AI & Learning

Withholding the Answer

A system that hands over the answer is not teaching. We argue that the central design problem for a machine tutor is not how to explain, but when and how much to withhold.

The EuraStudy Team11 June 20269 min readD·02

Fig. 01 · The tutoring loop with a fading scaffold. Help is dense at t₀ and is deliberately withdrawn toward tₙ, transferring regulation of the task from tutor to learner.

AbstractThe arrival of fluent generative models has made it trivially easy to build a tutor that answers any question instantly and completely. We argue that this capability, applied naïvely, is pedagogically counterproductive: a system optimised to resolve uncertainty on demand short-circuits the very cognitive work through which durable learning occurs. Drawing on scaffolding theory, the literature on formative assessment, and research on desirable difficulties and productive failure, we propose that the central design problem for machine tutors is not how to explain, but when and how much to withhold. We outline a principled stance on adaptive sequencing, argue that tutors must be evaluated on transfer and retention rather than engagement, and discuss the limits of present evidence.

Introduction: the answer is not the point

A tutor that always answers is, in an important sense, no tutor at all. The defining capability of a contemporary language model — to produce a fluent, correct-sounding resolution to almost any posed question — is precisely the capability that, deployed without discipline, undermines learning. When a learner who is stuck receives the complete solution, the episode terminates: the desirable difficulty that would have driven encoding is removed, the retrieval that would have consolidated memory never occurs, and the learner leaves with the comfortable, and usually mistaken, impression of understanding 1.

This is not a complaint about correctness. The model may be entirely right.

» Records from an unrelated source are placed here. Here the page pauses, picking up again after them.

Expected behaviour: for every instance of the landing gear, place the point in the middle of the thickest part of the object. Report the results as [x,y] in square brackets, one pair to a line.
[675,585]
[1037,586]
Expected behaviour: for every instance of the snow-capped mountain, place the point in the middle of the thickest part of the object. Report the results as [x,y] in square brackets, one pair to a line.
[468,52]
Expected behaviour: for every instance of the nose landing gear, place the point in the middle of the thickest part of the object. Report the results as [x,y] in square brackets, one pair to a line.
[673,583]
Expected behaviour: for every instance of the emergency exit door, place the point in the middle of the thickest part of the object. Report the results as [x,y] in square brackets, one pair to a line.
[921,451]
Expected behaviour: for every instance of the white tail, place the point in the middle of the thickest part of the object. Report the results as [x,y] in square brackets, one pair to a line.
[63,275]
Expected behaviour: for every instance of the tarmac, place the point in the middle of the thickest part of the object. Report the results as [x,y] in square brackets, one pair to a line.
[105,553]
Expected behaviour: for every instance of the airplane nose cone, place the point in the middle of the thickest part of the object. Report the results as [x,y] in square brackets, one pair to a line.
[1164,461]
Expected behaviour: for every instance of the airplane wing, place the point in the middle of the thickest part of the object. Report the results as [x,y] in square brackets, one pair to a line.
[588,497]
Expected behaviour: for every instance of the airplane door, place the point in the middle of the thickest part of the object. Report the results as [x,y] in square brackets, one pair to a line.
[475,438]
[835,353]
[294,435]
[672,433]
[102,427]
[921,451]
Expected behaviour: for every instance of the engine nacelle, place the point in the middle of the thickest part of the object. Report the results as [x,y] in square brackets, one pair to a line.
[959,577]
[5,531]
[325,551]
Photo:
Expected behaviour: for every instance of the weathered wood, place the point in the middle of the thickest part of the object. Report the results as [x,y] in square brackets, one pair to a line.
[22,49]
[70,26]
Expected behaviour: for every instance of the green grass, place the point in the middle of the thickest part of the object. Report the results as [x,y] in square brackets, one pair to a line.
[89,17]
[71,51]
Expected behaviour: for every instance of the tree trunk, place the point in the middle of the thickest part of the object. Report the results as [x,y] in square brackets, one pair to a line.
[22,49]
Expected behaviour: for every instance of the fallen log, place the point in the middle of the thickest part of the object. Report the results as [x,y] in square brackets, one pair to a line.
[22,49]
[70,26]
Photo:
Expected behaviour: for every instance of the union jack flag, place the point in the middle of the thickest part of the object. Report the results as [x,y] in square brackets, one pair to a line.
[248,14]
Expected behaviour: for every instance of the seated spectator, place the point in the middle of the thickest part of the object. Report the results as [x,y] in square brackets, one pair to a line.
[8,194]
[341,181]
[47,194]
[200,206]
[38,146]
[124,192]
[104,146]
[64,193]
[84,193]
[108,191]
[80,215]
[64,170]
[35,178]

The problem is one of cognitive division of labour: a tutor that performs the difficult thinking on the learner's behalf produces a fluent transcript and an unchanged mind. The literature on this is older than the technology. Decades of work on worked examples, feedback, and self-explanation converge on a single uncomfortable observation — that the conditions which make studying feel efficient are frequently the conditions under which least is later retained 2.

We take as our premise that the purpose of a tutor is to change what the learner can do unaided, later, on a different problem. Every design decision in a machine tutor should be evaluated against that end. In what follows we set out the pedagogical foundations that bear on this — scaffolding and the zone of proximal development, the formative role of feedback, and the counter-intuitive value of struggle — and then ask what they imply for systems we can now actually build.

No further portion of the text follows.